1. 30
    1. 15

      I hope they look at torrents. People like myself are dying to find some socially-valuable way of using symmetric gig home fiber connections and abundant storage/compute in the homelab. I’ve tried hosting Linux ISOs but my sharing ratio never goes above 1. Torrents could be a first-line cache before hitting the S3 bucket or whatever else, and I think they have an extremely cool intersection with the idea of reproducible builds itself. Heck, you could configure your PC to seed the packages you’ve installed, which would have a nice feedback loop between package popularity and availability!

      1. 8

        Hmmm, looking at the cost breakdown they link, they use Fastly as a CDN/cache so most of their S3 costs are for storage, not transfer. They cite 30 TB of transfer a month out of the storage pool, vs 1500 TB of transfer per month served by the CDN. Looks like Fastly gives them the service for free (they estimate it would be €50k/month if they had to pay for it), so their bottleneck is authoritative storage.

        Backblaze would be cheaper for storage, but it’s still an improvement of like 50%, not 500%.

        1. 4

          Okay maybe this is getting a bit too architectural-astronaut, but why do you need authoritative storage for a reproducible build cache? If no peers are found then it’s your responsibility to build the package locally and start seeding it. Or there could even be feedback loops where users can request builds of a package that doesn’t have any seeders and other people who have set up some daemon on their server will have it pull down the build files, build it, and start seeding it. The last word in reproducible builds: make them so reproducible you can build & seed a torrent without downloading it from anybody else first!

          1. 8

            but why do you need authoritative storage for a reproducible build cache

            This thread isn’t about a reproducible build cache. It includes things like older source dists which aren’t on upstream anymore, in which case the cache isn’t reproducible anymore

          2. 4

            This seems highly unsecure to let random people populate the cache. It would be easy for a malicious actor to serve a different build.

            1. 5

              They could host an authoritative set of hashes

              1. 2

                This only works for content addresses derivations, which are a tiny minority. The rest of them are hashed on inputs, meaning that the output can change and the hash won’t, so what you propose wouldn’t work at the moment, not until CA derivations become the norm (and even then, it still wouldn’t work for old derivations)

            2. 3

              You can’t corrupt torrents, they’re addressed by their own file hash; see https://en.wikipedia.org/wiki/Magnet_URI_scheme

              1. 4

                It’s not corruption of the file in the torrent that’s the problem, but swapping in a malicious build output while the nix hash would stay the same. This is possible in the current build model (see my comment above), and what we rely on is trust in the cache’s signing key, which cannot be distributed.

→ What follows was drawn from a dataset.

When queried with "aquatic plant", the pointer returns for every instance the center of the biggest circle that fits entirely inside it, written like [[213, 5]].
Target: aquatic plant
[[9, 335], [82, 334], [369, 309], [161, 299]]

                There are projects like trustix which try to address this, but they’re dormant as far as I can tell.

      2. 3

        I wouldn’t even bother trying to build NixOS in a CI/CD context with torrent as a primary storage backend.

        1. 4

          Why not? Would it be fine with you if http mirrors were still available?

          1. 5

            Maybe because there would be increased latency for every single file/archive accessed? The idea of a community-provided mesh cache is appealing though, if the latency issue is mitigated.

          2. 1

            Then I’d use only http, changing nothing for the project in terms of costs.

            CI/CD (and NixOS) should be reproducible, but having a requirement on torrents throws that out of the window and make it inpredictable. Yes, it will probably be fine most of the time, and sometimes be faster than everybody using the same HTTP cache.

            But also, firewalling the CI/CD pipeline using torrents? That’s hard enough with CDNs…

            1. 1

              There are different topologies for torrents. BitTorrent became popular for illegal file sharing (in spite of being a terrible design for that) and a lot of the bad reputation comes from that. In this model, all uploaders are ephemeral users, typically on residential connections. This introduces a load of failure modes. All seeders may go away before you finish downloading. One block may be present on only a slow seed that bottlenecks the entire network (Swarmcast was a much better design for avoiding this failure mode). Some seeders may be malicious and give you blocks slowly or corrupted.

              In contrast, this kind of use (which, as I understand it, was the use case for which the protocol was originally designed) assumes at least one ‘official’ seed on a decent high-speed link. In the worst case, you download from that seed and (modulo some small differences in protocol overhead), you’re in no worse a situation than if you were fetching over HTTP. At the same time, if a seed is available then you can reduce the load on the main server by fetching from there instead.

              For use in CI, you have exactly the same problems as any dependency where you don’t have a local cache (Ubuntu’s apt servers were down for a day a couple of months back and that really sucked for CI because they don’t appear to have automatic fail over and so the only way to get CI jobs that did apt updates to pass was to add a line to the scripts that patched the sources file with a different mirror). At the same time, it makes it trivial to provide a local cache: that’s the default behaviour for a BitTorrent client.

    2. 2

      Maybe they should look into https://wasabi.com/

    3. 1

      Cheaper S3 alternative first, like BackBlaze B2 or CloudFlare R2.

      Then something like a couple of beefy servers from hetzner or somesuch and self-hosting the S3 compatible service themselves.